Virdi’s research and teaching interests include the history of medicine, science and technology studies, the history of deafness technologies, disability history, and material/visual culture studies. She received a B.A. degree in Philosophy from York University (Toronto) and a M.A. in the History of Science from the University of Toronto. She has a Ph.D. from the Institute for the History and Philosophy of Science and Technology at the University of Toronto (2014), where she completed her dissertation, “From the Hands of Quacks:” Aural Surgery, Deafness, and the Making of a Specialty in Nineteenth-Century London. She is currently completing her first book, Hearing Happiness: Fakes, Frauds, and Fads in Deafness Cures (University of Chicago Press).

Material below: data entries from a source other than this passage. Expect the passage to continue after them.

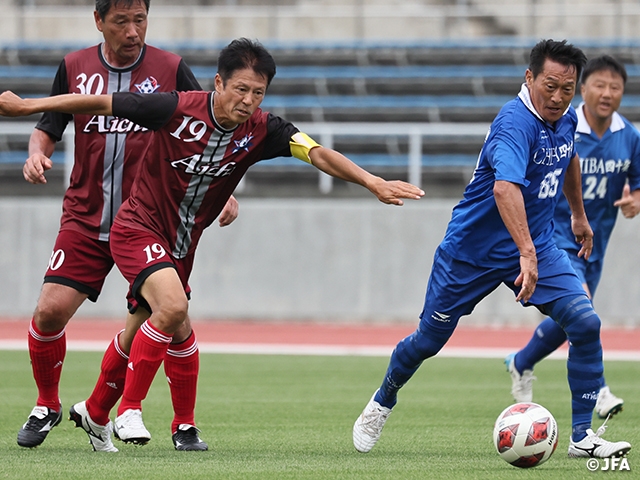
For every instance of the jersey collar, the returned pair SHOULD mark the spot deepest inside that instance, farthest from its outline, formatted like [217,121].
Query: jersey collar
[583,126]
[525,96]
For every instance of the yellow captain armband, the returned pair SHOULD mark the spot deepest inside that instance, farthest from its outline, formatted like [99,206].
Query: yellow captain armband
[301,144]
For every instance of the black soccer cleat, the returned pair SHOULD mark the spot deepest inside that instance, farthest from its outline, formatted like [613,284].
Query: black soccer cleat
[39,424]
[186,438]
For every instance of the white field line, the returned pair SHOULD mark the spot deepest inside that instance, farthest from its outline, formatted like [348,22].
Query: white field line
[328,350]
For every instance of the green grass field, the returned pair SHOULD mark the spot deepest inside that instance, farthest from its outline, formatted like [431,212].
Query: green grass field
[286,417]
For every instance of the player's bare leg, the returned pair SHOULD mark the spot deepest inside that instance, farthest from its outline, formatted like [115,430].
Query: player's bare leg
[47,349]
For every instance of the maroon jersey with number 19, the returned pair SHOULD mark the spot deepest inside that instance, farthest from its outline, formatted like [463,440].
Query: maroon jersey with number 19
[107,149]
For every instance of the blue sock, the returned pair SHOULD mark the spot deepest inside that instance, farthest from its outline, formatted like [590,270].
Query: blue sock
[408,355]
[546,339]
[576,316]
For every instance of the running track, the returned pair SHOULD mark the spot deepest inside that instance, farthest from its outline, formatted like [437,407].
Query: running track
[298,338]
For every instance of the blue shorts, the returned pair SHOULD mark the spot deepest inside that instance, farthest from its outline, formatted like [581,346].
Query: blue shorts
[588,272]
[456,287]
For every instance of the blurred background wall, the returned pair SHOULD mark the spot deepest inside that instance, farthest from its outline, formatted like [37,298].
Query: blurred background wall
[406,89]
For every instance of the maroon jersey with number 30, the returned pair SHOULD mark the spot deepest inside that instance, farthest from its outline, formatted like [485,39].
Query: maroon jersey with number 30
[107,149]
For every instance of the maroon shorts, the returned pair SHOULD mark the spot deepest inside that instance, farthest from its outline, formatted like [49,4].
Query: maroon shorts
[138,254]
[79,262]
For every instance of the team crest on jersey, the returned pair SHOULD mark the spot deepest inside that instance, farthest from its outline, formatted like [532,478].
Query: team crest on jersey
[149,85]
[243,144]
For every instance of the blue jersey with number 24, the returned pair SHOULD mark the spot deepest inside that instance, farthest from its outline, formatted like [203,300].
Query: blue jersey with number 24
[523,149]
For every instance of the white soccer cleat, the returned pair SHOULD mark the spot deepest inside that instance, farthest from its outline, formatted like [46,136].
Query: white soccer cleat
[130,428]
[99,435]
[594,446]
[368,426]
[607,403]
[521,385]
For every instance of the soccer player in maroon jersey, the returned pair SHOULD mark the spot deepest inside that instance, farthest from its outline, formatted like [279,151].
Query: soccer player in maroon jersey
[107,154]
[203,145]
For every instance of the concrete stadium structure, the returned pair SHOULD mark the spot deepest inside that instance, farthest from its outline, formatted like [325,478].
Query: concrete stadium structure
[332,20]
[306,260]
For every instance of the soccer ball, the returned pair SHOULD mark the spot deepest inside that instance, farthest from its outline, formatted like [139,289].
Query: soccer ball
[525,435]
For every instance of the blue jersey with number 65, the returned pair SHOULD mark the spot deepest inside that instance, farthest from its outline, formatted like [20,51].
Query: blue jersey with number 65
[523,149]
[606,164]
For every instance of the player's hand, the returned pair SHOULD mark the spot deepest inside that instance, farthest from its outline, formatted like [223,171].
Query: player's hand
[34,168]
[392,192]
[11,105]
[229,212]
[627,203]
[584,235]
[528,277]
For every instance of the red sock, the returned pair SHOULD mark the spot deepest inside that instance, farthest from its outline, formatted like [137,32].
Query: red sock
[47,351]
[148,349]
[110,384]
[181,365]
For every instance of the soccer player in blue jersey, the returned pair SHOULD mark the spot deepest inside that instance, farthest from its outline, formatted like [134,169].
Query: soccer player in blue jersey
[609,149]
[502,232]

Virdi held a 2015-2017 SSHRC Postdoctoral Fellowship at the History Department at Brock University. She was the 2016 Paul Klemperer Fellow in the History of Medicine at the New York Academy of Medicine and held a pre-doctoral fellowship at the Max Planck Institute for the History of Science, working with the research group, “The Construction of Deafness in Western Europe and the United States (17th to 19th Centuries).”
Her research has been supported by several grants and fellowships, including: Social Sciences and Humanities Research Council of Canada, the Rubenstein Rare Book & Manuscript Library at Duke University, the Lemelson Center at Smithsonian Institutions, Disability History Association, University of Toronto School of Graduate Studies, IHPST Stillman Drake Travel Grant, Canadian Historical Association, History of Science Society, Canadian Society for History and Philosophy of Science, Society of the History of Technology, and the National Science Foundation.